First of all, let me congratulate you for staging such a successful (at least for me) Common Wealth Games. I know that this wasn't done because of your efforts only. There was hard work and patience of numerous other people also involved. But since you were the head of this whole project, my first wishes are for you. 

Delhi got the Common Wealth Games 2010 hosting right in 2003 only. But, I was too small/ignorant to know about the significance of that at that time. I only came to notice about it at around 2006, when Indians went to Melbourne CWG to showcase their performance and invite the world to come to Delhi, India 4 years later. I was happy not only because India was staging a grand event, but also because the Government was promising a lot of dreamy projects in conjunction with Games. More roads, more flyovers, newer better buses, expansion in Metro network. Then there was mono rail project, renewing the Ring rail and beautification of whole city in general. And this got me salivating, after all people like me were going to take advantage of this later.But alas, many of these promised things either weren't delivered at all or were under-delivered. Of course, this isn't your fault, I know. 

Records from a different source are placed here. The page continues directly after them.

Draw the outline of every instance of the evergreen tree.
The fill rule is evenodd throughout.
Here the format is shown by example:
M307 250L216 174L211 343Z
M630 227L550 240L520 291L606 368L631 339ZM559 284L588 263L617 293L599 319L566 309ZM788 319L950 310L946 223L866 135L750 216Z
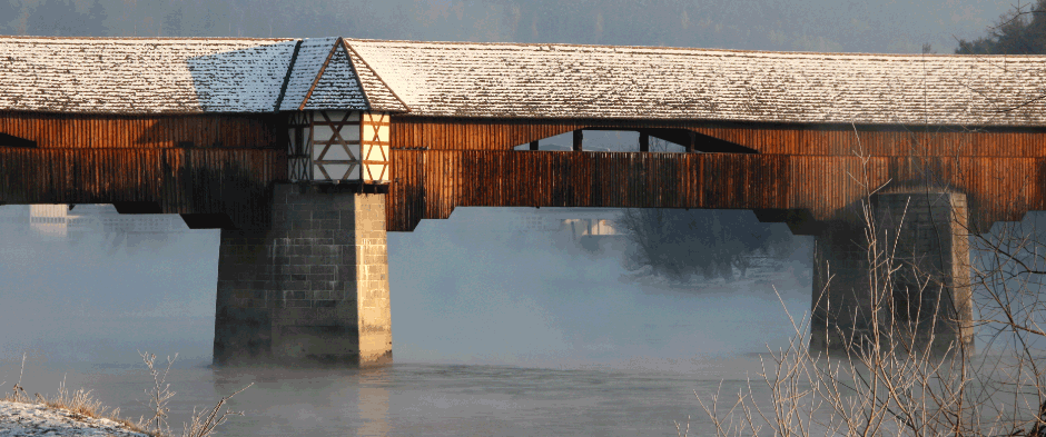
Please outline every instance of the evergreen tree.
M1046 0L1017 4L999 18L988 36L973 41L959 40L958 54L1043 54L1046 53Z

2 years back, when media suddenly woke up to the reality that people under you were sleeping and working at a snails pace, then only I got to know about the whole issue of things to be done in order to stage the event successfully. But like typical Indians, I was hopeful that we will be able to do everything right at the end. And credit goes to you and other heads involved with the Games, who regularly kept on coming in open reassuring us that everything is fine and everything will be fine. But, things started to look a bit bleak when Mr. Fennell, President of CWG started to express serious concerns over the state of preparedness, there was even talk of shifting the event. And then there was that ugly cold war between you and CWG officials. Thankfully, you got it resolved on time and I felt that everything will be alright. Now I realise that like you, I was also trying to solve the problem by ignoring it. 

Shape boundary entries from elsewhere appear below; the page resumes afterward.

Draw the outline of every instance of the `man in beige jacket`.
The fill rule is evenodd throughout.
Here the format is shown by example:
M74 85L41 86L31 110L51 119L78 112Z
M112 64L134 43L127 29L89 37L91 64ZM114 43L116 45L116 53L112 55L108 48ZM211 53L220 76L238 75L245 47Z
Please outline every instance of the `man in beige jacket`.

Anyway, as the time passed on the media became more and more hyper. Now, I don't watch news channels but the one paper that I zealously read seemed to be hell bent to prove that the Games are over before they even started. The horror news of all things bad started coming in the open everyday. For a moment even I got doubtful about the organization of Games, with deadlines after deadlines getting missed, unusually long rainy season, threat of Dengue and other diseases, bridges collapsing, corruption allegation, officials fumbling with their statements, negative publicity in the international media, athletes refusing to come, countries expressing apprehension over the security issue in the backdrop of a 'small' terrorist incident, people showing lack of interest in the Games, apprehension by sponsors et al. And it was disappointing as well as confusing. Everyone seemed to be against you. But you kept a brave face and refused to stand down till the whole thing was over. I truly respect what you did at that time. 

And finally the show arrived. I haven't had the opportunity to watch too many opening ceremonies in my life, but the one we organized will remain in my memory forever. It was heart warming to see the glory of India been shown in such a fine fashion. The roar of the crowd in the stadium filled my heart (and million others) with pride. And as we usually have, everything was forgotten quickly and temporarily to focus on the good part (finally!). I went to see a few games along with my friends and we had a great time (though we didn't win much!). But, the performance of Indians throughout the Games was exciting to watch. The Closing ceremony too was equally majestic. Now, I wonder, how would all this be possible without we organizing the Games. 

I believe that media has been biased against you. Your have been blamed for a lot of mess that wasn't yours. A lot of things going bad was because of the multiplicity of working agencies who were not ready to work in tandem and maintained a tendency of delaying things till the end. Even your own countrymen went against you because of hearing all the negative things about you. I didn't like you getting booed during opening and closing ceremonies. Thankfully, you didn't show any negative emotion then. 

But, even you will agree with the fact that, we could have done a lot of things better. The budget went to an astronomically limit reaching over 15 times the original estimate. While some of it is understandable, with inflation and procuring better facilities, but mostly money could have been saved with some smart management. It was amusing the hear about spectators being shown 'houseful' signboards but the stadium still going empty. But, you and your team were so busy taking care of million other things. 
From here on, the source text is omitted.